O maior mérito de Benjamin Moser é a visão de Susan Sontag como um todo, ou melhor, como alguém maior do que a soma de suas metades. Era capaz rever suas posições sobre o comunismo e enfrentar o poderoso establishment cultural de esquerda: “os críticos neomarxistas têm mostrado uma singular insensibilidade à maioria dos traços interessantes e criativos da cultura contemporânea em países não socialistas”. Por outro lado, Sontag nutria uma admiração cega por tudo que não fosse americano e britânico, particularmente em relação à literatura e cinema.

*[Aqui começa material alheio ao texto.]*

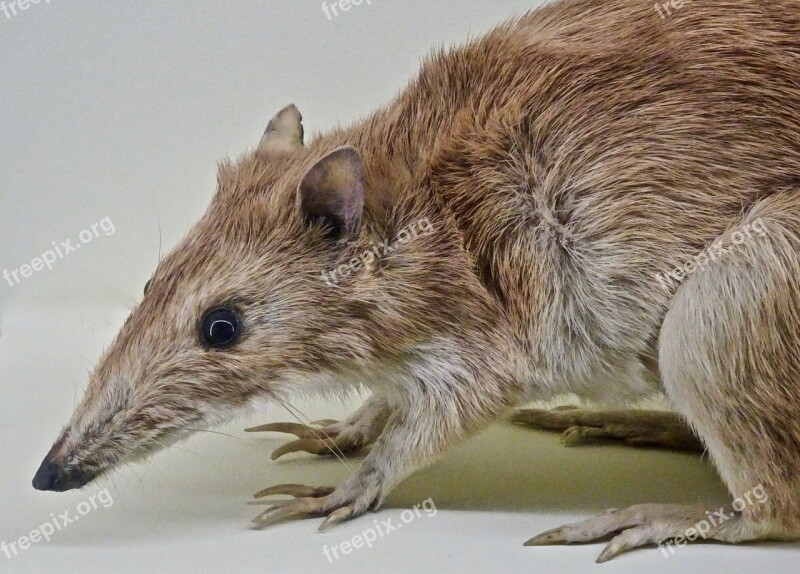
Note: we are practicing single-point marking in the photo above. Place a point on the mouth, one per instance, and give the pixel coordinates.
(54, 478)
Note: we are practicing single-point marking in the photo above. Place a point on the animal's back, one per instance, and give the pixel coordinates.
(596, 145)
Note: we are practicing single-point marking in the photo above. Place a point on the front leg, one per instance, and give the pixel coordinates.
(433, 405)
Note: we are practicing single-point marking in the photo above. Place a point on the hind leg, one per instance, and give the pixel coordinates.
(730, 362)
(634, 427)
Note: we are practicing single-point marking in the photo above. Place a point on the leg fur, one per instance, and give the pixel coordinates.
(730, 362)
(641, 428)
(730, 359)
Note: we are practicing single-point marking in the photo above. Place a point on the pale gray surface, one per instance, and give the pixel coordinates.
(120, 110)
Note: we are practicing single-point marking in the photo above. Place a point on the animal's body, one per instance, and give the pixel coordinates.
(564, 165)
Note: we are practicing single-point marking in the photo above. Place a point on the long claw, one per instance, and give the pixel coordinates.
(549, 538)
(309, 445)
(283, 509)
(336, 517)
(325, 422)
(297, 429)
(295, 490)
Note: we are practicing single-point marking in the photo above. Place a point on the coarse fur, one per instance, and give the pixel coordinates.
(563, 161)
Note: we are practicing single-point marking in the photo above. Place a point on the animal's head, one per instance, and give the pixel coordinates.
(240, 311)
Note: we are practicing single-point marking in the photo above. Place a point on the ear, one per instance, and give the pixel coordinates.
(332, 191)
(284, 132)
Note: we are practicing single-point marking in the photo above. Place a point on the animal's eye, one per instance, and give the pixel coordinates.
(220, 327)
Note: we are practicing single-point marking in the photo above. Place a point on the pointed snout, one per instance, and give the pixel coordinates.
(52, 476)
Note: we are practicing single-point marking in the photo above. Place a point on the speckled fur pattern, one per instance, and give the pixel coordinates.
(563, 160)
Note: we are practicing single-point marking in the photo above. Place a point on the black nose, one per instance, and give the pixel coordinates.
(47, 477)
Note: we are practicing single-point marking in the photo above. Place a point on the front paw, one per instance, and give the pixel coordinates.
(356, 495)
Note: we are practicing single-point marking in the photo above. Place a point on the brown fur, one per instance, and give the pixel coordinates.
(563, 160)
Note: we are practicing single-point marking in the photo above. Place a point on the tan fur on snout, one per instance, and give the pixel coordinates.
(562, 163)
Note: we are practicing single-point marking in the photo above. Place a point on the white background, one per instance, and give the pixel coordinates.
(121, 110)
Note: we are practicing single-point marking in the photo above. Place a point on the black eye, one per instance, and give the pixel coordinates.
(220, 328)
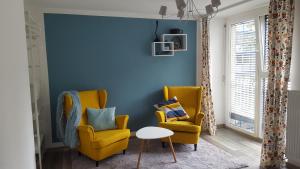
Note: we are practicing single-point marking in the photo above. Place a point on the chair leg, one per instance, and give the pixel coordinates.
(163, 144)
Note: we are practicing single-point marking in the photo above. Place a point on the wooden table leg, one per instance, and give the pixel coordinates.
(172, 149)
(141, 150)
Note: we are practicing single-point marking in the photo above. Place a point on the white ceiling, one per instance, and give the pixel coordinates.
(143, 7)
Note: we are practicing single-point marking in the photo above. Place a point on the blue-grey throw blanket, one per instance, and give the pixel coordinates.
(67, 127)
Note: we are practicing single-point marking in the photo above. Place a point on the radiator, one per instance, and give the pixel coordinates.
(293, 128)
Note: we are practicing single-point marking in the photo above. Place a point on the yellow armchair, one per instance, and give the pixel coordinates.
(185, 132)
(98, 145)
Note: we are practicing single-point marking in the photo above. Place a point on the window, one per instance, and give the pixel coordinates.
(248, 74)
(243, 75)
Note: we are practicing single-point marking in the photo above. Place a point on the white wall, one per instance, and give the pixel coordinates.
(217, 67)
(44, 100)
(16, 130)
(295, 69)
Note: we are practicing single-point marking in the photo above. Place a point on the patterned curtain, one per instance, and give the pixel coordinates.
(281, 17)
(209, 122)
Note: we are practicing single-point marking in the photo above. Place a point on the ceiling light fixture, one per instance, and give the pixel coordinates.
(188, 9)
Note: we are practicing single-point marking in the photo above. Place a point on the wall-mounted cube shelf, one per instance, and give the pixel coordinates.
(162, 49)
(179, 40)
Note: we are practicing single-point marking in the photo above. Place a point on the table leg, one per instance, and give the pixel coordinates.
(141, 150)
(172, 149)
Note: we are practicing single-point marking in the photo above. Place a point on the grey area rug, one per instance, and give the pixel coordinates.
(207, 156)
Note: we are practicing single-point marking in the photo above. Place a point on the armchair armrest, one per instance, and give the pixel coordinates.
(86, 131)
(199, 119)
(160, 115)
(121, 121)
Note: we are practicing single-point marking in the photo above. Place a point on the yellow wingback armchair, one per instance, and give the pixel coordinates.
(185, 132)
(98, 145)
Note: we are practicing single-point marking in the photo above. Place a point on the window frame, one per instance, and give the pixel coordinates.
(255, 15)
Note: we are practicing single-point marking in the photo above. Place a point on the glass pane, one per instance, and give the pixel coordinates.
(243, 75)
(263, 95)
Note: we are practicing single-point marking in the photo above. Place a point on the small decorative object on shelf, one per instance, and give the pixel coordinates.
(162, 49)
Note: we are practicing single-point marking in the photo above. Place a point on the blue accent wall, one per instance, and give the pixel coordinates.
(93, 52)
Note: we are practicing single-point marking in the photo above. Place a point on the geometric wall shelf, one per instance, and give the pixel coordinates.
(179, 40)
(162, 48)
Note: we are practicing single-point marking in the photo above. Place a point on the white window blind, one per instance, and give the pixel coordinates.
(243, 74)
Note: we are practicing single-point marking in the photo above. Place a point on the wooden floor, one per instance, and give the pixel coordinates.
(226, 139)
(236, 144)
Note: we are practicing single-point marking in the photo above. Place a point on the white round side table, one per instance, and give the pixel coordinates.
(149, 133)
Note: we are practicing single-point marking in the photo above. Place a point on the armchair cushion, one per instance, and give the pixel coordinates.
(174, 112)
(107, 137)
(181, 126)
(102, 119)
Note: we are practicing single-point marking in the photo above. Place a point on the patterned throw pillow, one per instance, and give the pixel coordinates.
(163, 103)
(173, 110)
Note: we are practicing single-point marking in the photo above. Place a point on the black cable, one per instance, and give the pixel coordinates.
(156, 37)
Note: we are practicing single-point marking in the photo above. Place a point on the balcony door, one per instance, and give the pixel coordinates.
(246, 85)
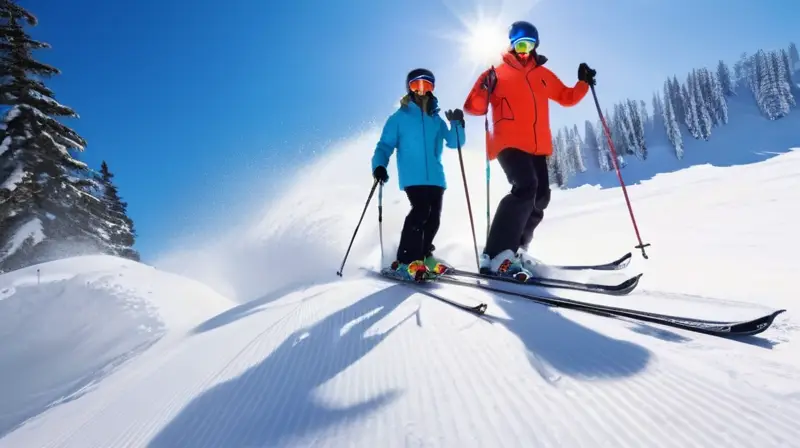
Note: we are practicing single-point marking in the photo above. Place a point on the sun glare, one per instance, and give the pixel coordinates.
(484, 42)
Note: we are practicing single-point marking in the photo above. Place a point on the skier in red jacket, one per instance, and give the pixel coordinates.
(519, 90)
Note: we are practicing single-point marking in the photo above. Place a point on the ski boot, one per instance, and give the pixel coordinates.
(505, 264)
(416, 271)
(530, 263)
(435, 267)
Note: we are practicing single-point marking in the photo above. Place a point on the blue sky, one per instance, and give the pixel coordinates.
(196, 103)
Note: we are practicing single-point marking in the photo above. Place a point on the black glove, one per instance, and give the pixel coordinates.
(380, 174)
(489, 81)
(586, 74)
(456, 115)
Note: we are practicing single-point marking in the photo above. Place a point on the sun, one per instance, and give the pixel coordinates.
(480, 40)
(484, 42)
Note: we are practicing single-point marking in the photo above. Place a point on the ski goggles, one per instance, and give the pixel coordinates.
(421, 86)
(524, 45)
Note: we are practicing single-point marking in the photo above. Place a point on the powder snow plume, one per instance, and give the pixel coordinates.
(302, 233)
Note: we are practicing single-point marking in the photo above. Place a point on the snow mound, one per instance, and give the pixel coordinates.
(67, 324)
(360, 361)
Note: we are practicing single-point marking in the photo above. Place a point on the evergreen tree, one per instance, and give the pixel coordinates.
(794, 57)
(703, 117)
(577, 148)
(690, 109)
(637, 130)
(772, 94)
(117, 226)
(565, 160)
(593, 147)
(719, 100)
(671, 125)
(41, 183)
(678, 101)
(724, 77)
(554, 166)
(782, 77)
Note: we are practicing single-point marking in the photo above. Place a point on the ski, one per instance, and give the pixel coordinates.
(620, 289)
(620, 263)
(711, 327)
(420, 285)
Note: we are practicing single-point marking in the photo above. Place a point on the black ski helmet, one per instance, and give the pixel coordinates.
(419, 73)
(521, 29)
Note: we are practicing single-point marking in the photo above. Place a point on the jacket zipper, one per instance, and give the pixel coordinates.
(535, 112)
(424, 144)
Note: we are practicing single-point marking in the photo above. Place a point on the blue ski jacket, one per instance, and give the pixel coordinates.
(418, 138)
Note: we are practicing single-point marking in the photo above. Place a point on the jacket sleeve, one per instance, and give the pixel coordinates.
(563, 95)
(454, 135)
(477, 101)
(387, 143)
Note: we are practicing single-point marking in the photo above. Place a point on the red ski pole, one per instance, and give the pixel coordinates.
(619, 174)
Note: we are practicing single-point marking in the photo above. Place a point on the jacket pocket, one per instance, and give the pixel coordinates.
(504, 112)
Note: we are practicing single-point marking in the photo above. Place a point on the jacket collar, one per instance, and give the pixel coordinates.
(408, 101)
(510, 58)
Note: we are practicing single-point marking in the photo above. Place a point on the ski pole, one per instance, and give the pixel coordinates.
(380, 219)
(469, 205)
(488, 165)
(619, 174)
(371, 192)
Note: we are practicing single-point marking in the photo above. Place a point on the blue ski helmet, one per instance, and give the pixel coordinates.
(523, 30)
(419, 74)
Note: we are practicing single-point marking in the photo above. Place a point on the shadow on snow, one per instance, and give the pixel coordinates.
(272, 403)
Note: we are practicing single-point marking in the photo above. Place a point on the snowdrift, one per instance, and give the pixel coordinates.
(66, 325)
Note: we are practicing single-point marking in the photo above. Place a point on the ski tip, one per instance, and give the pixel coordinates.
(776, 313)
(629, 284)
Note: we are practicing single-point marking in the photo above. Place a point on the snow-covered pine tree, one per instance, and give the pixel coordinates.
(690, 108)
(671, 125)
(794, 57)
(647, 120)
(117, 226)
(774, 102)
(577, 148)
(40, 181)
(594, 149)
(719, 100)
(784, 80)
(603, 140)
(637, 129)
(703, 115)
(554, 166)
(678, 103)
(707, 91)
(566, 161)
(725, 80)
(794, 88)
(756, 73)
(622, 119)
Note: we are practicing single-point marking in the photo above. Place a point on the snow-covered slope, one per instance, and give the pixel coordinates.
(314, 360)
(66, 325)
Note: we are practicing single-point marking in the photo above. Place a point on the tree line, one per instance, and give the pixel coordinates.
(680, 110)
(52, 205)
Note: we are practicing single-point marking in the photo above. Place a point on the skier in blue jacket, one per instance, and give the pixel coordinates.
(418, 132)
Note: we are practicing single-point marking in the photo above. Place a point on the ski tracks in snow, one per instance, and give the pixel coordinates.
(376, 364)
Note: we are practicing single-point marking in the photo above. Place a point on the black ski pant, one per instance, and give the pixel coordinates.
(520, 211)
(422, 222)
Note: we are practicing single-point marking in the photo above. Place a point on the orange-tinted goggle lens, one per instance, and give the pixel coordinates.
(524, 45)
(421, 86)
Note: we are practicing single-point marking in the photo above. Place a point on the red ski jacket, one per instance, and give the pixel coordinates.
(520, 109)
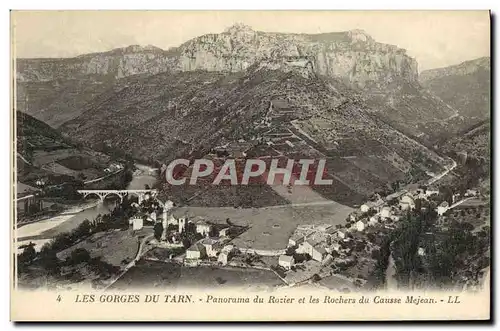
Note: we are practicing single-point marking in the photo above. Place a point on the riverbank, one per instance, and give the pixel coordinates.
(42, 231)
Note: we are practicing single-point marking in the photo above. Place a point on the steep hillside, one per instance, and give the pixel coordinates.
(273, 108)
(43, 153)
(474, 143)
(465, 87)
(56, 90)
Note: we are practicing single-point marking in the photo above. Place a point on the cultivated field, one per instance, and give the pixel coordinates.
(113, 246)
(271, 227)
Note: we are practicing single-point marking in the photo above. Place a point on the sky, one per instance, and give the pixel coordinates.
(434, 38)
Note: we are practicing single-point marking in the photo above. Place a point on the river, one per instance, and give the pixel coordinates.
(41, 232)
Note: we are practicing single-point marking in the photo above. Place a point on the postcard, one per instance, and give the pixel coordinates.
(251, 165)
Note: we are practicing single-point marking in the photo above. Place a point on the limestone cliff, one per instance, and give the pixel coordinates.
(352, 56)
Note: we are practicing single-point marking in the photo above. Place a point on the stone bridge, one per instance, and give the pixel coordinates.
(102, 194)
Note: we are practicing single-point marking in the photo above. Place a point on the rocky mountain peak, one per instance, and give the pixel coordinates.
(239, 28)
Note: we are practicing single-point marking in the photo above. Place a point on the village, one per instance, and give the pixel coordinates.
(339, 257)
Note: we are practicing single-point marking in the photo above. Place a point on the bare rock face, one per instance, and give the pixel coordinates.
(352, 56)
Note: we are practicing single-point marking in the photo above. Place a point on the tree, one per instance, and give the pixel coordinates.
(158, 230)
(79, 255)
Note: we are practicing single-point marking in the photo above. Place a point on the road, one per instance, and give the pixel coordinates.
(447, 171)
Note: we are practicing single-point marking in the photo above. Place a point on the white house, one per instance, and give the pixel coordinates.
(210, 246)
(442, 208)
(360, 226)
(336, 247)
(471, 193)
(224, 232)
(364, 207)
(225, 254)
(430, 192)
(340, 234)
(314, 249)
(286, 261)
(203, 227)
(196, 251)
(373, 220)
(406, 202)
(295, 240)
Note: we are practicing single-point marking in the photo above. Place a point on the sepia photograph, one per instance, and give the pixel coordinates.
(222, 158)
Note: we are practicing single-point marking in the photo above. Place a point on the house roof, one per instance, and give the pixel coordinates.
(286, 258)
(197, 247)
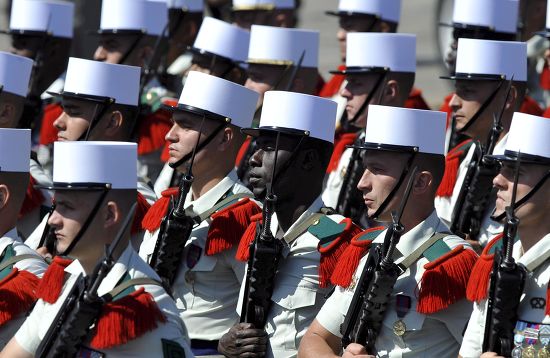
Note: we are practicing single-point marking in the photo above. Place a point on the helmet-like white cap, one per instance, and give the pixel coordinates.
(219, 96)
(83, 164)
(392, 128)
(147, 16)
(367, 50)
(388, 10)
(94, 78)
(222, 39)
(15, 150)
(15, 73)
(496, 15)
(54, 17)
(282, 46)
(487, 59)
(311, 115)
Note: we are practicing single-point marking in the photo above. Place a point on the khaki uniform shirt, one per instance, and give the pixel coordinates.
(37, 324)
(206, 288)
(434, 335)
(535, 288)
(37, 266)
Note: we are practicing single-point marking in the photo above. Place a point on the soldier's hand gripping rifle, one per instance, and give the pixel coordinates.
(82, 307)
(472, 202)
(506, 288)
(175, 229)
(265, 253)
(373, 293)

Assim termina o ensaio Nathalie Sarraute e o romance:
É hora de o romance se tornar aquilo que ele não é na Inglaterra e nos Estados Unidos, salvo raras exceções: uma forma de arte que as pessoas com gosto sólido e sofisticado nas demais artes possam levar a sério.
As “exceções” não eram raras. A literatura americana e britânica na década de 1960 produziu, entre outros, Uma casa para Senhor Biswas (Naipaul), Laranja mecânica (Burgess), Fogo pálido (Nabokov), Herzog (Bellow), Paris é uma festa (Hemingway), Stoner (Williams), O leilão do lote 49 (Pynchon)… A lista é imensa.
Para alguns críticos, a biografia é redutora porque descreve a vida de Susan como uma batalha entre o público e o pessoal, mas a grandeza da obra está precisamente nessa tradução de uma celebridade complexa. É por essa tensão que o volume prodigioso de fatos e detalhes se sustenta, como em um romance de suspense. O leitor sabe como acaba, mas continua a leitura. Na opinião dos jurados do Pulitzer, “é uma obra construída com autoridade e narrada com pathos e delicadeza, que captou o gênio e humanidade da escritora, paralelamente a seus vícios, ambiguidades sexuais e entusiasmos voláteis”. Mil histórias sobre Sontag descrevem sua conversa frequentemente começando com alguns comentários levemente insensíveis e rapidamente escalando a um nível de ofensa que parecia demente. Como incluir esta informação em uma biografia sem irritar alguém? Como não incluir essa informação? Moser encerra com uma advertência: “A um mundo dividido, ela trouxe um eu dividido. […] E alertou contra as mistificações de fotografias e retratos: inclusive os dos biógrafos”.